Src homology 2 (SH2)-domain-mediated interactions with phosphotyrosine (pY)-containing ligands are critical for the regulation of SHP-1 phosphatase activity. Peptides based on a binding site from receptor tyrosine kinase Ros (EGLN-pY2267-MVL, 1) have recently been shown to bind to the SHP-1 N-terminal SH2 domain (N-SH2) with considerably high affinity. In addition, two peptides cyclized between positions -1 and +2 relative to pY (EGLc[K(COCH(2)NH)pYMX]L-NH(2), 2: X=D, 3: X=E) bound to the N-SH2 domain, but did not activate the enzyme and even partially prevented stimulation of SHP-1 activity by the physiological ligand 1. These findings prompted us to further examine the determinants for optimal binding to the N-SH2 domain and for the stimulation and inhibition of SHP-1 activity. Herein we demonstrate that combining the preferred residues in both pY+1 (such as Phe or norleucine, Nle) and pY+3 (such as homophenylalanine, Hfe) leads to highly efficient activating ligands of SHP-1. Particularly in the context of the cyclic peptides 7 (EGLc[K(COCH(2)NH)pYFD]Hfe-NH(2)) and 8 (EGLc[K(COCH(2)NH)pYNleD]HfeL-NH(2)), the incorporation of these residues resulted in high-affinity ligands with a significantly increased ability to stimulate SHP-1 activity. We suggest that different binding modes (according to consensus sequences class I and II) are responsible for obtaining either activating (7 and 8) or nonactivating (2 and 3) ligands. Peptides such as 7 and 8 that bind in the extended fashion of the type II mode activate the phosphatase through complete filling of the cavity for pY+3. In contrast, peptides such as 2 and 3 that bind in the class I mode do not activate the enzyme because they allow more conformational space at pY+3. Therefore, their binding does not force the conformational transition necessary to trigger the dissociation of N-SH2 and the catalytic domain.

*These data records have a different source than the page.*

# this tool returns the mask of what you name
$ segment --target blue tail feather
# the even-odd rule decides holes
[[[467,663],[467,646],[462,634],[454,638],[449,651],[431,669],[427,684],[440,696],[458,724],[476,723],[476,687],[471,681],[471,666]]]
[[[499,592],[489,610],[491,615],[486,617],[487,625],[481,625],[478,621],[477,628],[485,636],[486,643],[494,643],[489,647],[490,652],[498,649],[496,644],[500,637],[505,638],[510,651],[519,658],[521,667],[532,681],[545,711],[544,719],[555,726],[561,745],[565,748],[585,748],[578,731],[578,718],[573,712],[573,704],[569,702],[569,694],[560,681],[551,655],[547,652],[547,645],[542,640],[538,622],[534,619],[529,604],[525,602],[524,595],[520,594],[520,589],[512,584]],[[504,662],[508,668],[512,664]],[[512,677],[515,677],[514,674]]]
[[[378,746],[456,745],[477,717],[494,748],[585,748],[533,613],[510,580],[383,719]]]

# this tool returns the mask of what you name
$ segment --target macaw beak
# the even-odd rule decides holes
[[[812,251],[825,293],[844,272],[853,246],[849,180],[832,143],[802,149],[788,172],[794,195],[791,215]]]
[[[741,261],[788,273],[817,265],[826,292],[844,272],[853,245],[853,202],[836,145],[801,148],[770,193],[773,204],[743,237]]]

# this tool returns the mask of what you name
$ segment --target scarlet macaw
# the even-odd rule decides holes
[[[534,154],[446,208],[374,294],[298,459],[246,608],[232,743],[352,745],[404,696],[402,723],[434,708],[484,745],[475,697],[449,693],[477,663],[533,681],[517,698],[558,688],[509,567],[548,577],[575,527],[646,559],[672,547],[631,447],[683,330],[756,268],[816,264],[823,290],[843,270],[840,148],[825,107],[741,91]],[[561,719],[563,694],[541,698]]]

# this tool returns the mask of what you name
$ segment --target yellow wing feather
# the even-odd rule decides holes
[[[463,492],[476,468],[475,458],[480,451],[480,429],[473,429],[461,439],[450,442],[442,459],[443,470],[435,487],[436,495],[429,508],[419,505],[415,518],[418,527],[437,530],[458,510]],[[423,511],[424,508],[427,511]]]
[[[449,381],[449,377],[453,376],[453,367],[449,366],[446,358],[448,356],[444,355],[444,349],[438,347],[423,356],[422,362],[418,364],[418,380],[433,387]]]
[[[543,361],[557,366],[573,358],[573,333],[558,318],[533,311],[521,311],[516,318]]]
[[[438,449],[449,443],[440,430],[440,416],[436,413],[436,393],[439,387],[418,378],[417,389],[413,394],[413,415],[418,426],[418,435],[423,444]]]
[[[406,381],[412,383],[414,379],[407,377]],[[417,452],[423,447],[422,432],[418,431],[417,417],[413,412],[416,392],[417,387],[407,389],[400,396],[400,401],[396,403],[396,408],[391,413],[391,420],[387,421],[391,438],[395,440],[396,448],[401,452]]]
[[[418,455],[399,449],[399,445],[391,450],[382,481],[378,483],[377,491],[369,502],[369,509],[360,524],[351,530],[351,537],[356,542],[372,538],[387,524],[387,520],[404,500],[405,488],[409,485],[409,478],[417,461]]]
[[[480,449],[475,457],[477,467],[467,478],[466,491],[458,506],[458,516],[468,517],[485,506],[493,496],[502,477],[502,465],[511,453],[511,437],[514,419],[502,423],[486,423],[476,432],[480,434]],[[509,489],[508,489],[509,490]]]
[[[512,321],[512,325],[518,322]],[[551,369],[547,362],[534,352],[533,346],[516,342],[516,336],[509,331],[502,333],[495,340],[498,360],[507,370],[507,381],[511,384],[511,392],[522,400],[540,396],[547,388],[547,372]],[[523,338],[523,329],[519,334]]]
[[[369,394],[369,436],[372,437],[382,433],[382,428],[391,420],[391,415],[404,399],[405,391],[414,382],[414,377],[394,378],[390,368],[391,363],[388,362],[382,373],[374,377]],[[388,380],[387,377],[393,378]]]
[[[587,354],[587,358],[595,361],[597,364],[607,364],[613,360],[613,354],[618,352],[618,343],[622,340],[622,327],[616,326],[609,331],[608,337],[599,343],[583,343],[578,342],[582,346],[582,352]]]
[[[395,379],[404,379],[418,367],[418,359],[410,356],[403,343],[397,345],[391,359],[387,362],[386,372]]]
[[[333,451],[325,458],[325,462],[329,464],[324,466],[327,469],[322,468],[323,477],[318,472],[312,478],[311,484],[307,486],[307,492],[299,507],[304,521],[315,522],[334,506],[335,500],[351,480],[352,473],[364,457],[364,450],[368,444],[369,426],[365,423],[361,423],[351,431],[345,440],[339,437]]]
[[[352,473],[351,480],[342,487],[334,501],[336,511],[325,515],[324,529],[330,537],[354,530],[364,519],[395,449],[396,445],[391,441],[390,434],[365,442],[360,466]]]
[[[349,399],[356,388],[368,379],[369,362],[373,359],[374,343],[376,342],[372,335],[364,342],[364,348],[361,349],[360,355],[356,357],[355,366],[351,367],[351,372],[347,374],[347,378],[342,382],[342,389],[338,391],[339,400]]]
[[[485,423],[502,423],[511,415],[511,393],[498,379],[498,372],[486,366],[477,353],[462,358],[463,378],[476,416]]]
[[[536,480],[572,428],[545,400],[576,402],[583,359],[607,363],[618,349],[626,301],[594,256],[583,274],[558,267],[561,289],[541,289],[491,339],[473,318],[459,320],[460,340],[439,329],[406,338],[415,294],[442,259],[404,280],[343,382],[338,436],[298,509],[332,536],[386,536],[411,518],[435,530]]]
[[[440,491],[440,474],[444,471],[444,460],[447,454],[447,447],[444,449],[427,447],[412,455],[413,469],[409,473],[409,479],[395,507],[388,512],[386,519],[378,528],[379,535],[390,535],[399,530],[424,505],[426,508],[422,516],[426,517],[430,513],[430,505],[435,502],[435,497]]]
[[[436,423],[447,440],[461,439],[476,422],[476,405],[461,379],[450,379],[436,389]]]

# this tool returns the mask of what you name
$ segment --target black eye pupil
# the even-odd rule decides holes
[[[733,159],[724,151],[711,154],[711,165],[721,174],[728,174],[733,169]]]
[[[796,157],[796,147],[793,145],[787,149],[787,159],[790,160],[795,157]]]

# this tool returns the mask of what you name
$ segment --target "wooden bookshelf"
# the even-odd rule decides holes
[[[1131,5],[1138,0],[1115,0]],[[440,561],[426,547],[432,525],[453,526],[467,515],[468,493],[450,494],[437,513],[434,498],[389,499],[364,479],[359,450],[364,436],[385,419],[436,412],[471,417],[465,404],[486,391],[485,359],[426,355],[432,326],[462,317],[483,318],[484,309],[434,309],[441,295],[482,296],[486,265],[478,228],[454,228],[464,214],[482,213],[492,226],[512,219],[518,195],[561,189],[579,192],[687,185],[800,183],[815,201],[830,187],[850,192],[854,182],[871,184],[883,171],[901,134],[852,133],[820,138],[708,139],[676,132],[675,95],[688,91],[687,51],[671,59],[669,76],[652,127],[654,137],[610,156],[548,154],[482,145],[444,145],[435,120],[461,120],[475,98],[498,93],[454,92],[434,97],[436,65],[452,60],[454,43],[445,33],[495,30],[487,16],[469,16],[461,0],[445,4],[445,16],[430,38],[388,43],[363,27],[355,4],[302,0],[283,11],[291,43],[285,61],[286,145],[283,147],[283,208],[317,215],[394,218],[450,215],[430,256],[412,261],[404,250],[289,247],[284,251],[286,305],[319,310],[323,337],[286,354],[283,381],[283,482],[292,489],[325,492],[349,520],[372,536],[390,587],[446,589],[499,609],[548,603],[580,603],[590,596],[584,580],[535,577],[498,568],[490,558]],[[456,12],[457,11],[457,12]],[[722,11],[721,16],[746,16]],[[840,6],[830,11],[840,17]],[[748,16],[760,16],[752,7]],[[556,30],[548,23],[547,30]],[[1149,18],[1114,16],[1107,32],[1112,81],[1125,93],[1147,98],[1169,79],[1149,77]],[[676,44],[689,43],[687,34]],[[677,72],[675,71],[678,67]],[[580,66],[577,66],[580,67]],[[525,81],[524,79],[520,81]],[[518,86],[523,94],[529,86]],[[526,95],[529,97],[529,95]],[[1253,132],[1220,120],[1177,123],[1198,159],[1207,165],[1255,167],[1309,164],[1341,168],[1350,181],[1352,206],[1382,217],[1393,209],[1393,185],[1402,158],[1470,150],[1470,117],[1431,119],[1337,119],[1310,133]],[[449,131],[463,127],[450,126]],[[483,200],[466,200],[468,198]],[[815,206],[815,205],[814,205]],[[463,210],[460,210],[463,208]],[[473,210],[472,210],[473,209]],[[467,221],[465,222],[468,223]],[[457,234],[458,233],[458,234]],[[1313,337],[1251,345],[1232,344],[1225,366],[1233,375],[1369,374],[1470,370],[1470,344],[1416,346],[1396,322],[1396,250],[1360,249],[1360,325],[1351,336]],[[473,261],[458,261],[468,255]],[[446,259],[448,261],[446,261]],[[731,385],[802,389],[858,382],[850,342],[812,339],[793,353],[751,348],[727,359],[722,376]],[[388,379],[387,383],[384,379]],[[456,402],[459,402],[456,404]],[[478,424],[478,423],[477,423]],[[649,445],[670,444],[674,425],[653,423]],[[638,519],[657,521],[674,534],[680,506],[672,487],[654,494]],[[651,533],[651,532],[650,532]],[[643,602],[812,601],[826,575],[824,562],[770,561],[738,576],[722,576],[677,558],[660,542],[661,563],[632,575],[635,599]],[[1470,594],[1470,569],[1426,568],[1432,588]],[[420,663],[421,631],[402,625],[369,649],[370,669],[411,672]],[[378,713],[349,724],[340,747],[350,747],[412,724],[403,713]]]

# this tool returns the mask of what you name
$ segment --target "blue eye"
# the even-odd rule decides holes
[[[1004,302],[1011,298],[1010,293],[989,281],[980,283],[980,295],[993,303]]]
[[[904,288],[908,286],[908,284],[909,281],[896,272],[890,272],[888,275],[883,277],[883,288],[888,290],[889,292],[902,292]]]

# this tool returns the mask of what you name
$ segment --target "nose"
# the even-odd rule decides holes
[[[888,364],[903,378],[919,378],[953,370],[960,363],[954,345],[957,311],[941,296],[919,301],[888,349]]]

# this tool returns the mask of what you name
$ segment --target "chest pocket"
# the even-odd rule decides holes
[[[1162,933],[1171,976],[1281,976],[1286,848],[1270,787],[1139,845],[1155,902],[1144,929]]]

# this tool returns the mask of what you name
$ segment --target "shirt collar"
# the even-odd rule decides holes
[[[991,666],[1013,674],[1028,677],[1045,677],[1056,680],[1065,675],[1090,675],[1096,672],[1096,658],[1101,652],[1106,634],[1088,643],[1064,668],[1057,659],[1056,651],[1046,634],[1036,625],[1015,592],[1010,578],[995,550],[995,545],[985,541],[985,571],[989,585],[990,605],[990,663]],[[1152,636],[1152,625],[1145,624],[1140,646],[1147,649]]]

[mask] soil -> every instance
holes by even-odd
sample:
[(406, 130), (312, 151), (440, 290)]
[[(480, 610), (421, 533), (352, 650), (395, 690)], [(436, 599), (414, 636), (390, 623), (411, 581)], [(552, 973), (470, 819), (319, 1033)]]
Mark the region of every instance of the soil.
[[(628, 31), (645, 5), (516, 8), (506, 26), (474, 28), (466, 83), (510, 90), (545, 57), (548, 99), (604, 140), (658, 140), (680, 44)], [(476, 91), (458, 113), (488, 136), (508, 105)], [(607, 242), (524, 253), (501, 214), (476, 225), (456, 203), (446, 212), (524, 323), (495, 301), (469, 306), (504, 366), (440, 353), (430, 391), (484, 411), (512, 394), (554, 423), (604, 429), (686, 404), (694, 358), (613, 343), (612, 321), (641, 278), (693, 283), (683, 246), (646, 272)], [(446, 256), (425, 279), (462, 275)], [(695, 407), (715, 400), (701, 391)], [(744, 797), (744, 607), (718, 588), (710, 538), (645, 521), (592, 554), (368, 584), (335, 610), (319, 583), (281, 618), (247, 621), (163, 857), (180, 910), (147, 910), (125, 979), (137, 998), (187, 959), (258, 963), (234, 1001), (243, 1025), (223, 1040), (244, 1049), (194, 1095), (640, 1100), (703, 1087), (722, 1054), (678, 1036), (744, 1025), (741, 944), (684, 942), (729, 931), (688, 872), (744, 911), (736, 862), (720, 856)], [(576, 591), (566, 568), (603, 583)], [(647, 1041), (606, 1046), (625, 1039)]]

Synthesis of linear and cyclic phosphopeptides as ligands for the N-terminal SH2-domain of protein tyrosine phosphatase SHP-1.

Linear and cyclic phosphopeptides related to the pY2267 binding site of the epithelial receptor tyrosine kinase Ros have been synthesized as ligands for the amino-terminal SH2 (src homology) domain of protein tyrosine phosphatase SHP-1. The synthesis was accomplished by Fmoc-based solid-phase methodology using side-chain unprotected phosphotyrosine for the linear and mono-benzyl protected phosphotyrosine for the cyclic peptides. According to molecular modelling, the incorporation of a glycine residue between Lys (position pY-1 relative to phosphotyrosine) and Asp or Glu (position pY+2) was recommended for the cyclic candidates. The preparation of these peptides was successfully performed by the incorporation of a Fmoc-Xxx(Gly-OAll)-OH (Xxx = Asp, Glu) dipeptide building block that was prepared in solution prior to SPPS. The cyclization was achieved with PyBOP following Alloc/OAll-deprotection. This study demonstrates the usefulness of allyl-type protecting groups for the generation of side-chain cyclized phosphopeptides. Alloc/OAll-deprotection and cyclization are compatible with phosphorylated tyrosine.